Now, 66 years later, she wears a dark pink sweater, her dyed hair in a neat bob, and waits out Japan's current nuclear crisis in her daughter's Tokyo home, a two-storey house she also shares with her two granddaughters who play on a sofa behind her.

"I may be a bit too callous about this due to the fact that I was really heavily exposed to radiation, but I don't think this is anything to turn pale over," she told Reuters.

"People seem to be much too sensitive, though of course it's not really for me to say, and heavy radiation exposure is a serious thing. But I was 3.6 km (2.2 miles) from the bomb, and they've evacuated for 20 km (around the stricken nuclear plant).
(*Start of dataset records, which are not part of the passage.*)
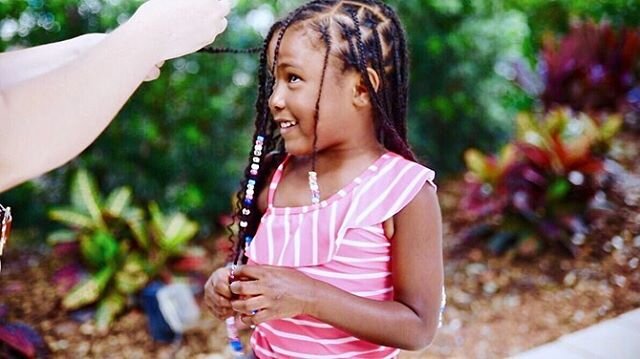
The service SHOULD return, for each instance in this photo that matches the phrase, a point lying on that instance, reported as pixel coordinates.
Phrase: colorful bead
(313, 186)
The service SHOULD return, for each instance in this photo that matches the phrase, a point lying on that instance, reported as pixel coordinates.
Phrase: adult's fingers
(225, 7)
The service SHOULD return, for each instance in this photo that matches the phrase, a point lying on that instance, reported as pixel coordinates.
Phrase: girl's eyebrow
(288, 64)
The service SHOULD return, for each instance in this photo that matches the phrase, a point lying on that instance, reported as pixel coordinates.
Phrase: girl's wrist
(310, 306)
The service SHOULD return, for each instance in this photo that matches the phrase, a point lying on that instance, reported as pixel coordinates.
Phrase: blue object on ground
(158, 327)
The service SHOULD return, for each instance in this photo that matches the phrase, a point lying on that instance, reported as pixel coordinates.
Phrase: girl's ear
(361, 93)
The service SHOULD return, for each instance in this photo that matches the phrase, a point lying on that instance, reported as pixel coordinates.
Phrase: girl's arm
(49, 119)
(19, 65)
(409, 322)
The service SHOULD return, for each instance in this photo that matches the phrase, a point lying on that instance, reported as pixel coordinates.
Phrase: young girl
(340, 227)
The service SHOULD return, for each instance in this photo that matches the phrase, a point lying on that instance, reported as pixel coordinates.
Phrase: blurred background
(528, 110)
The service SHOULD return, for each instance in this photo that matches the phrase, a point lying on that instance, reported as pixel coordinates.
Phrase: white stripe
(296, 243)
(314, 237)
(286, 235)
(375, 204)
(361, 192)
(288, 335)
(394, 354)
(262, 351)
(372, 293)
(361, 260)
(374, 229)
(252, 248)
(270, 242)
(255, 346)
(330, 356)
(307, 323)
(410, 188)
(362, 244)
(332, 230)
(328, 274)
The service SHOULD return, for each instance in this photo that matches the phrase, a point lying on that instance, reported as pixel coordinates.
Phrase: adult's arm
(48, 119)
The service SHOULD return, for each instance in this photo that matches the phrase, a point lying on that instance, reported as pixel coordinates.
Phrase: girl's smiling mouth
(286, 126)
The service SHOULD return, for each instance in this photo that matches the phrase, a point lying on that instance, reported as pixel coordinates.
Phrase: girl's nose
(276, 101)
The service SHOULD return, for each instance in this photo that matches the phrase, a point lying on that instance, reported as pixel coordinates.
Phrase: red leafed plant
(538, 188)
(593, 69)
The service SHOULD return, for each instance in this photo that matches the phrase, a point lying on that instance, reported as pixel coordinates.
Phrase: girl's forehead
(299, 45)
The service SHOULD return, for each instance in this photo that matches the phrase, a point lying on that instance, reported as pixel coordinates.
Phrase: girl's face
(297, 81)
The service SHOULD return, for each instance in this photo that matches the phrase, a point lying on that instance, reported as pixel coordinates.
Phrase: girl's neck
(329, 160)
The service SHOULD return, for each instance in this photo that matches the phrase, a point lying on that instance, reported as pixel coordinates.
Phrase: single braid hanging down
(362, 35)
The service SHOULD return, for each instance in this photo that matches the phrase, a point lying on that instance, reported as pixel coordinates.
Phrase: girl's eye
(293, 78)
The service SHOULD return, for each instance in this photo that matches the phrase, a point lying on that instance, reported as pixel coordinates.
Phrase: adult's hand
(180, 27)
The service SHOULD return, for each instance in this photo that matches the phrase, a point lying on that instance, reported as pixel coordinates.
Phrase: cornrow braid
(326, 38)
(369, 34)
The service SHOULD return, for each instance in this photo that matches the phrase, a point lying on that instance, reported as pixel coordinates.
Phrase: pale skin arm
(20, 65)
(417, 278)
(49, 116)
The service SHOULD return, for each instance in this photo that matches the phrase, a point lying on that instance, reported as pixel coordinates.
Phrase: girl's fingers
(255, 319)
(249, 306)
(250, 287)
(221, 302)
(253, 272)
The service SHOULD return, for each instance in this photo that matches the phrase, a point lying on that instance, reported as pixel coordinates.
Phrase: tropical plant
(122, 250)
(538, 188)
(593, 69)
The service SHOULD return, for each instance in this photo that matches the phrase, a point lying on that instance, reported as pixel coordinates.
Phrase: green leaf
(72, 218)
(62, 236)
(157, 218)
(100, 249)
(109, 307)
(179, 230)
(88, 291)
(134, 275)
(85, 196)
(610, 128)
(134, 217)
(118, 201)
(558, 189)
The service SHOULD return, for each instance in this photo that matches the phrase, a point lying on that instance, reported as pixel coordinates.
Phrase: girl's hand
(271, 293)
(217, 296)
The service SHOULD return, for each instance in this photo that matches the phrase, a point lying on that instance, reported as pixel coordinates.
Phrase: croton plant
(537, 189)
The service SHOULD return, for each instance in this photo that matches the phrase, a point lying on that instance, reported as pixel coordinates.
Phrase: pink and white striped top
(340, 241)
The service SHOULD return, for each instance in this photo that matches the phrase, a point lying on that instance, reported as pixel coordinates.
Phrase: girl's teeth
(288, 124)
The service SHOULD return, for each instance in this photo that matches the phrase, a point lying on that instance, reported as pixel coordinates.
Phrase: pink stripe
(400, 202)
(314, 237)
(375, 204)
(296, 242)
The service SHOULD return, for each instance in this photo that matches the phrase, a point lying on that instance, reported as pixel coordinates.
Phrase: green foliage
(122, 250)
(182, 140)
(537, 190)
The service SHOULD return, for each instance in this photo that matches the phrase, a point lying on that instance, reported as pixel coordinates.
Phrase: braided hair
(361, 34)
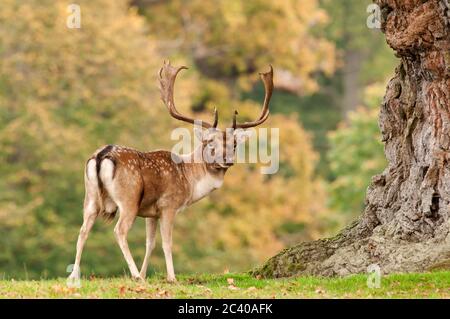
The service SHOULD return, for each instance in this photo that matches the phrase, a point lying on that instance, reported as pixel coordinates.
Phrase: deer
(158, 185)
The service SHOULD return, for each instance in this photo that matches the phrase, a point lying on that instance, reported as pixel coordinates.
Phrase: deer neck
(203, 177)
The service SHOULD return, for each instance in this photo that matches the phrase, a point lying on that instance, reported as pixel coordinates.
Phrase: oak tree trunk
(406, 223)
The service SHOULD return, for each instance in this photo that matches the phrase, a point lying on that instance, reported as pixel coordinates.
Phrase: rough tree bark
(406, 223)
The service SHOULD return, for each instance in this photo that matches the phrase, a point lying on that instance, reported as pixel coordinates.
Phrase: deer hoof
(171, 280)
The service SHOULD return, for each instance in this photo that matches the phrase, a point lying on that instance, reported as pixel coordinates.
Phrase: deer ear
(241, 135)
(198, 132)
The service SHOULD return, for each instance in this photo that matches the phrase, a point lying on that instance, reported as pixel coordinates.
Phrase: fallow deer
(157, 185)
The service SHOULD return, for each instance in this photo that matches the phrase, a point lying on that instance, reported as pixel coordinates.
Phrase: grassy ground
(424, 285)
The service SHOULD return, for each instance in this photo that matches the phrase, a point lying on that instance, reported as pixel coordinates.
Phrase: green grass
(420, 285)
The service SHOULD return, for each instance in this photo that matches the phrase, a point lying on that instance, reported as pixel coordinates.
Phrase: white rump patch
(91, 170)
(106, 171)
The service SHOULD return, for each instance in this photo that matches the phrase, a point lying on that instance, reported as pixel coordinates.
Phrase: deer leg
(126, 220)
(150, 227)
(89, 216)
(166, 226)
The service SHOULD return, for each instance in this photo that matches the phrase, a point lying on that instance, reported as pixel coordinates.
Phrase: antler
(167, 77)
(267, 79)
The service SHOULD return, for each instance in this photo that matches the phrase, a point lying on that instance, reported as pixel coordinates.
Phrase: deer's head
(217, 146)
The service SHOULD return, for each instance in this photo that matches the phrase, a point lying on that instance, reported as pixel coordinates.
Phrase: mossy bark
(406, 223)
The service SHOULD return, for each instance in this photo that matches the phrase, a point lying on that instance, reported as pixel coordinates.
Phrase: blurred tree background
(64, 92)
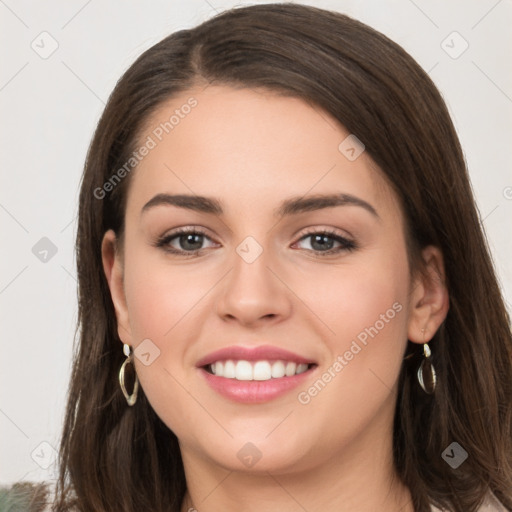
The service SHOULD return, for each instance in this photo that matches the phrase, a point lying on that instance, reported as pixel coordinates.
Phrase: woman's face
(259, 280)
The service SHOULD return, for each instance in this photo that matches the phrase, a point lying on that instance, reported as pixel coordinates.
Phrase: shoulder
(490, 504)
(23, 496)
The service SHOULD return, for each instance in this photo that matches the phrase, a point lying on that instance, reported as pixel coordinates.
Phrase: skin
(252, 149)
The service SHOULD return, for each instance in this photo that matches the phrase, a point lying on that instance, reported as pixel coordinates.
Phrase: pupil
(186, 239)
(321, 240)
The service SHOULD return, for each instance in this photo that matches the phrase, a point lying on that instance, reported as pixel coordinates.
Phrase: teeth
(260, 370)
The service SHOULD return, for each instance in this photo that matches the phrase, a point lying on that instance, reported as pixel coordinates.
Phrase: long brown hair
(115, 457)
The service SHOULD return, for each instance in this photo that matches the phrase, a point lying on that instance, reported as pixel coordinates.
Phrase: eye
(322, 242)
(186, 241)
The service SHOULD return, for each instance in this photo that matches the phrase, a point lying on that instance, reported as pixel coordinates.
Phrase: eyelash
(346, 244)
I really don't understand this kind of feeling."

<snip>

On that hot summer day in 1945, Yamashita was shielded from the worst of the destruction by a heavy quilt thrown over her as the bomb exploded.
"I didn't see a thing, but the noise was incredible -- the sound of glass flying around, and so many other things. Then when I got up a few minutes later, everything had changed. There was nothing left of the house but the supporting pillars, and the world around us was red," she said.

"Now everybody's making such a fuss about the reactors in Fukushima. But it's nothing like that."

Perhaps due to her mother's influence, her daughter, Shigeko Hara, is also quite stoic -- even though she too suffers from a thyroid disorder typical of the children of atom bomb survivors.